Parketnummer: 24-002248-10
Parketnummer eerste aanleg: 18-640315-10
Arrest van 16 februari 2011 van het gerechtshof te Leeuwarden, meervoudige strafkamer, op het hoger beroep tegen het vonnis van de kinderrechter in de rechtbank Groningen van 20 september 2010 in de strafzaak tegen:
[verdachte],
geboren op [1993] te [geboorteplaats],
wonende te [woonplaats], [adres],
verschenen in persoon, bijgestaan door zijn raadsman mr.

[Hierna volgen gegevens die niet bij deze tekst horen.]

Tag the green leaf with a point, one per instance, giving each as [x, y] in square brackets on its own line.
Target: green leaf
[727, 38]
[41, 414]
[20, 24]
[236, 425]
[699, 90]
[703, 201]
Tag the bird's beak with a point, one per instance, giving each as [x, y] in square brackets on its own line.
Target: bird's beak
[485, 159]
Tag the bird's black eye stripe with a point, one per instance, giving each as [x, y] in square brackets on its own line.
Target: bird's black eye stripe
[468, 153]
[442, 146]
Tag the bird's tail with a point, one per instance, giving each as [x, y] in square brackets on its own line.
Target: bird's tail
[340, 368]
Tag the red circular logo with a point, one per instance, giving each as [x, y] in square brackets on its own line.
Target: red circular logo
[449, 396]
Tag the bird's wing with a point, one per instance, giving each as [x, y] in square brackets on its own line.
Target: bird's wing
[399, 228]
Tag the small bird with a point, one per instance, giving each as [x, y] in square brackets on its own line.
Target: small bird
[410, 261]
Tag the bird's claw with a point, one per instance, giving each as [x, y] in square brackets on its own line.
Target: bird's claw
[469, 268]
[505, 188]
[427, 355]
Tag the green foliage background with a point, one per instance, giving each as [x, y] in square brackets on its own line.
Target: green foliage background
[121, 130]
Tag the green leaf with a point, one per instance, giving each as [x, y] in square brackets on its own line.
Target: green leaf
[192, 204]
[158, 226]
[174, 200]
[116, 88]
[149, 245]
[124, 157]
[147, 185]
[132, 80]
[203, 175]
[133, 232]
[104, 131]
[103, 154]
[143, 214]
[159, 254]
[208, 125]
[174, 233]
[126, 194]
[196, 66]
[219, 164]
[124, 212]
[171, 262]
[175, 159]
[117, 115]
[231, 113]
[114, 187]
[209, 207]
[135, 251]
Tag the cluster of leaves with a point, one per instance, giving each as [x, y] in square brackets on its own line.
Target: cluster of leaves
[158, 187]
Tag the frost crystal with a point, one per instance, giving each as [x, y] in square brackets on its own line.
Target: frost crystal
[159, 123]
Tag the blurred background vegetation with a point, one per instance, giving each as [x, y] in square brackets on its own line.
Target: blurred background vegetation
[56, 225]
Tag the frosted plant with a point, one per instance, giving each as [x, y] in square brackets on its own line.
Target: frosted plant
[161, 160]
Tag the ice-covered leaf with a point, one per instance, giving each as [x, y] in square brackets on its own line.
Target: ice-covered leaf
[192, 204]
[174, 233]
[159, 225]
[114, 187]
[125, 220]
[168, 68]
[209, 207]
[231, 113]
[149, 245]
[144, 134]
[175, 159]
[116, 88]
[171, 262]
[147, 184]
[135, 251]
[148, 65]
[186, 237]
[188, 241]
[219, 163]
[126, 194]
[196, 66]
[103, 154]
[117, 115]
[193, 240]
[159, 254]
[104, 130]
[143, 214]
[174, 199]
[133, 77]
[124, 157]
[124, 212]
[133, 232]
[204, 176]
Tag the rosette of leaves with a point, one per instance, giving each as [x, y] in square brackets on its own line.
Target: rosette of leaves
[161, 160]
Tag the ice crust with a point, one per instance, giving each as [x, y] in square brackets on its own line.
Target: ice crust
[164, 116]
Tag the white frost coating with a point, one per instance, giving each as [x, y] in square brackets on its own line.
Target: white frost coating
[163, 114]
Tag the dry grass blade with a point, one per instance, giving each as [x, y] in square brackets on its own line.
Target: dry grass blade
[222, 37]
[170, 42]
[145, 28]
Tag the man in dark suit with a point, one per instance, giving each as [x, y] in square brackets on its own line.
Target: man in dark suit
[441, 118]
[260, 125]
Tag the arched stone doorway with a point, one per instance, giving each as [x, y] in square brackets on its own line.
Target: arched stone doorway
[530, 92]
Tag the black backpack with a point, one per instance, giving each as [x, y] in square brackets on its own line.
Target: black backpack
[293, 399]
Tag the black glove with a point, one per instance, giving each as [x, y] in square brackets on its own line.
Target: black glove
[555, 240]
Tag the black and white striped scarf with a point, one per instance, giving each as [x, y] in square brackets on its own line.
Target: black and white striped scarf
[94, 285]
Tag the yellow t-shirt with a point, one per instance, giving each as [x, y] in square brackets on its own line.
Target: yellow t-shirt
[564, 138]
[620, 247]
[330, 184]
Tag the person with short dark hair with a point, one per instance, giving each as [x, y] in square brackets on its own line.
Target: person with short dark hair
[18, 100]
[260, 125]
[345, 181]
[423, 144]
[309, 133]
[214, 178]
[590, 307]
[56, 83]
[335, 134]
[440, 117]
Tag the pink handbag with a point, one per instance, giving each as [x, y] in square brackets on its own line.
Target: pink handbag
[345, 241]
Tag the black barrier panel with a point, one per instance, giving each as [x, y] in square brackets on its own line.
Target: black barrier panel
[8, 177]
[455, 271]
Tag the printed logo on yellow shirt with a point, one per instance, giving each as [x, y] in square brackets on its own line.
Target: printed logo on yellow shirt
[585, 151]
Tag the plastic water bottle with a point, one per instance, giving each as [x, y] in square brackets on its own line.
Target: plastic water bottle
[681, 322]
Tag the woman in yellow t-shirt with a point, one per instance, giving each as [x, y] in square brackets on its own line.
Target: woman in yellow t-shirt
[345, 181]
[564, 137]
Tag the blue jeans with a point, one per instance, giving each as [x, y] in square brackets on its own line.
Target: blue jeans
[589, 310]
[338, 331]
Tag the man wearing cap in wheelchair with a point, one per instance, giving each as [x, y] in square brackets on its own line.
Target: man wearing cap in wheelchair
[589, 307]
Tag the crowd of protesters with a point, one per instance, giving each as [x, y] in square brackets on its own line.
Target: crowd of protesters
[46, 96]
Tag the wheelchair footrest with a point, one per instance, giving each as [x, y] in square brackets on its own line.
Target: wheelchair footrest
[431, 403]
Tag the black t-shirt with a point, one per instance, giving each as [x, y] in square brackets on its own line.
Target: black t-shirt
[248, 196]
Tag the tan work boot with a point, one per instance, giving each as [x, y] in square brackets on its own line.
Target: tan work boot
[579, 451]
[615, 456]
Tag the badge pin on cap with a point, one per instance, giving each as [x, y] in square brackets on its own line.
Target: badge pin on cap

J. Klopstra, advocaat te Stadskanaal.
Het vonnis waarvan beroep
De kinderrechter in de rechtbank Groningen heeft de verdachte bij het vonnis wegens een misdrijf veroordeeld tot een straf en heeft beslist op de vordering van de benadeelde partij, zoals in dat vonnis omschreven.
Gebruik van het rechtsmiddel
De verdachte is op de voorgeschreven wijze en tijdig in hoger beroep gekomen.
Het onderzoek ter terechtzitting in hoger beroep
Dit arrest is gewezen naar aanleiding van het onderzoek op de terechtzitting in hoger beroep op 2 februari 2011, alsmede het onderzoek op de terechtzitting in eerste aanleg.
De vordering van de advocaat-generaal
De advocaat-generaal heeft gevorderd dat het hof verdachte zal veroordelen tot een werkstraf van 20 uren voorwaardelijk, met een proeftijd van 2 jaren.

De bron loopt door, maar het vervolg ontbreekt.